Par définition, les personnes à la sensibilité moyenne perçoivent et ressentent les sensations et émotions avec moins d'intensité que les personnes hypersensibles. Elles sont éraflées là ou les âmes hautement sensibles sont déchirées, pour reprendre Flaubert. Elles ont des filtres plus puissants qui trient, priorisent les informations et écartent les détails. Émotionnellement, cela vaut pour les moments désagréables comme les moments enchanteurs. Elles sont bien évidemment atteintes par la colère, la tristesse, la peine, la peur, mais moins longtemps et puissamment qu'une personne à la sensibilité élevée. Elles apprécient et profitent des évènements positifs, beaux et joyeux de l'existence mais ne savourent pas un coucher de soleil, un plat ou une conversation profonde et enrichissante au point d'en avoir systématiquement les larmes aux yeux ou de s'extasier pendant des heures. Elles détectent et comprennent moins instantanément la communication implicite et les émotions qui traversent les autres, il est donc possible qu'elles ne perçoivent pas tout de suite un changement d'humeur, qu'elles passent sans le vouloir à côté d'un besoin de réconfort, de consolation ou d'écoute s'il n'est pas exprimé clairement. Il est important de garder cela en tête car si on se base sur notre propre fonctionnement, on peut vite penser qu'elles sont indifférentes à ce qui nous traverse (et là, c'est le double effet kiss cool. Vous voyez ce que je veux dire ?... ). Comprendre leur fonctionnement et les accepter avec leurs limites aide à faire baisser le curseur de nos attentes, qui sont parfois très grandes. Sensoriellement, elles supportent plus facilement l'effervescence, les lumières, odeurs, bruits forts. Elles mettent plus de temps à saturer face aux stimuli extérieurs car elles en captent moins, et moins fort. Vous voir vous boucher les oreilles ou le nez, plisser des yeux, avoir une grosse baisse d'énergie alors que tout va bien pour elles les laisse peut-être perplexes car elles ne savent pas ce que vous vivez et ressentez, elles ne mesurent pas vos besoins. Il est temps de leur expliquer, non ? :)

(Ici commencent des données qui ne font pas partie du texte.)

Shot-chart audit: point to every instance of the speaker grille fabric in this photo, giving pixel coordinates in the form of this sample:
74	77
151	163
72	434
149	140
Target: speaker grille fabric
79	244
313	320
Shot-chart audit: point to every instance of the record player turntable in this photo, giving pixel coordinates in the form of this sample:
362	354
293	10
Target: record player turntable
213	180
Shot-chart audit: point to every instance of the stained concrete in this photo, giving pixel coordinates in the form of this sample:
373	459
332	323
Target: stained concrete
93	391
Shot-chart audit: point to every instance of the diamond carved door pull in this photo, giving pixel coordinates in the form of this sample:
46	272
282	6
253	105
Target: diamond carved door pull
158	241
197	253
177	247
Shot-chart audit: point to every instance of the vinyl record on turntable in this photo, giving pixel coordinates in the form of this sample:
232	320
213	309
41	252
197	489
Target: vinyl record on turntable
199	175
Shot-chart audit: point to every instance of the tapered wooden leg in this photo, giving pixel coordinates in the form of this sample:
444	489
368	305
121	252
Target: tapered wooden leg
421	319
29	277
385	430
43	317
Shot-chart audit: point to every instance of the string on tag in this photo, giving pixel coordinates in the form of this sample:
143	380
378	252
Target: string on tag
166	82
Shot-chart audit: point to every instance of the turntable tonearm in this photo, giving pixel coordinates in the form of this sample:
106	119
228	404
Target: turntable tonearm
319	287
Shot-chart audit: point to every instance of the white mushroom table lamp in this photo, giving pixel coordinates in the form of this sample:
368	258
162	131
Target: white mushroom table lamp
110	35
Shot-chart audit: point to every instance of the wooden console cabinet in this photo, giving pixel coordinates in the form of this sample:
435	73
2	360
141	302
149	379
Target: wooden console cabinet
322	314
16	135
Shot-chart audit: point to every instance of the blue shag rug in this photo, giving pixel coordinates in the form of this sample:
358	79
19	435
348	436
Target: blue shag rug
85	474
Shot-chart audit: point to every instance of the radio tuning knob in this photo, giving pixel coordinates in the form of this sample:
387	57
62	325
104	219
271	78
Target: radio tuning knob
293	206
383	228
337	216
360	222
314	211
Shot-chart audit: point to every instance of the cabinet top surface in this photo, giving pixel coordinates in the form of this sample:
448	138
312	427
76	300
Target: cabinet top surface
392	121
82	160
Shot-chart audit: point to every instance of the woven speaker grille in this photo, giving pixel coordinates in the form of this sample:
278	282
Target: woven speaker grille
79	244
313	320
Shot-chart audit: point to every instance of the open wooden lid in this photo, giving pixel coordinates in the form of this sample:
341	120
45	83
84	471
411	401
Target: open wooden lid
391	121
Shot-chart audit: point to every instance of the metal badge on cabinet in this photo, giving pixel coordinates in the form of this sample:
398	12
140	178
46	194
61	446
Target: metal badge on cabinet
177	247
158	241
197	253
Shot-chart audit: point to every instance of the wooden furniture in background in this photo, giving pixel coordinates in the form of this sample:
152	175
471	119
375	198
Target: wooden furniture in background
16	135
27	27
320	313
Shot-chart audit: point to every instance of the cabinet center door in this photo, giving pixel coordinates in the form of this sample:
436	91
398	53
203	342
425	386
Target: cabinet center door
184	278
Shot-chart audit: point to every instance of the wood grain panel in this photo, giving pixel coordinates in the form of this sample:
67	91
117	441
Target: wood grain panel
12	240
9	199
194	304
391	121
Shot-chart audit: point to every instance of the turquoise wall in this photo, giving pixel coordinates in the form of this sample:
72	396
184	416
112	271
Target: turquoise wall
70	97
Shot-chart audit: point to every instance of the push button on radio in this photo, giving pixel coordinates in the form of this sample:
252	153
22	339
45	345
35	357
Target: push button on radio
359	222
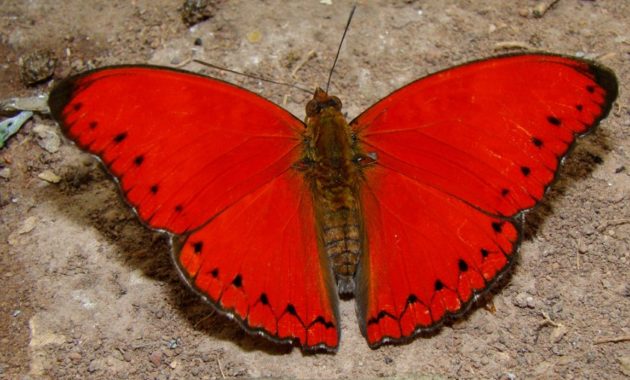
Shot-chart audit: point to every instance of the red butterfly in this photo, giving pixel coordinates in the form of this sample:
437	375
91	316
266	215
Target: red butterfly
415	207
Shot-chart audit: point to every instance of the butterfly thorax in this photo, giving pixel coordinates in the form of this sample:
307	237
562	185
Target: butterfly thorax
332	170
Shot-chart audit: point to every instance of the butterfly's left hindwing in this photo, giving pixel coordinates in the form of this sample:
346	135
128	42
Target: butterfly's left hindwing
212	162
459	154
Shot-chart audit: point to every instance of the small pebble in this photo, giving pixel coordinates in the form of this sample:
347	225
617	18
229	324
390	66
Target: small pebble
36	67
558	333
5	173
28	225
156	358
75	356
49	176
47	139
93	367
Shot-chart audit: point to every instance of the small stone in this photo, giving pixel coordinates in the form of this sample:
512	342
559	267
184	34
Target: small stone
28	225
75	356
523	300
93	367
254	36
36	67
195	11
558	333
5	173
46	138
156	358
49	176
624	362
582	247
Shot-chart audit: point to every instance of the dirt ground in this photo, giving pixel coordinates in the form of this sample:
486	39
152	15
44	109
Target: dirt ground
87	291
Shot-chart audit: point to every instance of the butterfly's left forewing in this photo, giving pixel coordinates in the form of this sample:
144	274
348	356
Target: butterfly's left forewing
214	164
458	156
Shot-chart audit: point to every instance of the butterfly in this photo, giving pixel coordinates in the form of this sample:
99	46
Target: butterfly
415	207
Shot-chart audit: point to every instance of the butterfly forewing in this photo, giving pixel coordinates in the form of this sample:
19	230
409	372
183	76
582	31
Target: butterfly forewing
213	162
183	147
459	155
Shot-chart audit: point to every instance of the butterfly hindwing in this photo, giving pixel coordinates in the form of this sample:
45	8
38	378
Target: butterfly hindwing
458	156
214	163
259	262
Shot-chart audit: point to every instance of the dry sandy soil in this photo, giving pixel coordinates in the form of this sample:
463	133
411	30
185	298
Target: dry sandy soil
88	291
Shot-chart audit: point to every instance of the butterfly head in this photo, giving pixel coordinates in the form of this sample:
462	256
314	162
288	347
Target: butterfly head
321	103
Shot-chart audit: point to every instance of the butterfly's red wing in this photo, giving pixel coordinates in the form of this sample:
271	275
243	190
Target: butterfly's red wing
459	155
205	159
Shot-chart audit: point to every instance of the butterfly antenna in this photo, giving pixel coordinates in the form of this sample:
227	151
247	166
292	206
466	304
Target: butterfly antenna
340	44
252	76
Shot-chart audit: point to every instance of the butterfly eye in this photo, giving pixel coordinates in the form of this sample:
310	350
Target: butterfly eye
312	108
336	102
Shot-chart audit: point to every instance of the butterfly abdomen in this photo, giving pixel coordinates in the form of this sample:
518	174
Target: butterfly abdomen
334	178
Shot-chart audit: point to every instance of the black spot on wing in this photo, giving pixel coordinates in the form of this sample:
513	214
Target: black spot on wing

Conseils pour bien communiquer avec ses proches sur son hypersensibilité


  1. Préparez-vous à l'avance : prenez le temps de réfléchir à ce que vous voulez dire et à la manière dont vous souhaitez le dire. N'hésitez pas à noter ce que vous souhaitez exprimer si vous êtes à l'aise à l'écrit, afin d'avoir une ligne directrice pour ne rien oublier de ce qui est important pour vous. Vous pouvez également préparer des exemples qui illustrent comment votre hypersensibilité se manifeste dans votre quotidien, des situations où vous avez ressenti des émotions intenses, où vous avez été submergé (e) par vos sensations.

  2. Demandez de l'aide si vous en éprouvez le besoin : vous pouvez ressentir du stress ou de l'anxiété à l'idée de parler de votre hypersensibilité, et cela est bien compréhensible. Appuyez-vous sur une personne ressource, un ami, un membre de la famille qui vous soutient, pour faciliter ce moment, ou à un professionnel qui pourra vous accompagner au mieux dans votre démarche.

  3. Choisissez le moment et le lieu qui vous conviennent : il est important de vous sentir le plus détendu(e) possible, pour faciliter ce partage. Il peut être plus facile de parler de votre hypersensibilité lors d'une conversation en tête à tête, dans un lieu calme et privé.

  4. Expliquez ce qu'est l'hypersensibilité : beaucoup de gens ne sont pas familiarisés avec le concept d'hypersensibilité, alors commencez par expliquer de quoi il s'agit. Transmettez à vos proches les connaissances que vous avez acquises sur le sujet. Expliquez que les personnes hautement sensibles ressentent les sensations et émotions plus intensément que la moyenne, que le cerveau traite en profondeur toutes les informations qu'il reçoit, sans filtre, sans hiérarchie ou priorisation, contrairement aux personnes à la sensibIlité moins élevée. Que le système nerveux est de ce fait sur-sollicité. Expliquez que les âmes très sensibles captent les émotions et énergies des personnes qui les entourent. Que tout cela mène à une saturation rapide, un débordement, un épuisement. Qu'elles ont donc besoin de calme et ou de solitude pour les aider à se ressourcer, que ce n'est pas un choix mais un besoin. Partagez également avec vos proches toute la beauté de la haute sensibilité : la capacité d'émerveillement, l'empathie, le sens de l'écoute, l'intuition, la grande capacité d'analyse etc. Si besoin, montrez-leur des ouvrages, articles, posts, vidéos. Cela les aidera à mieux comprendre votre fonctionnement.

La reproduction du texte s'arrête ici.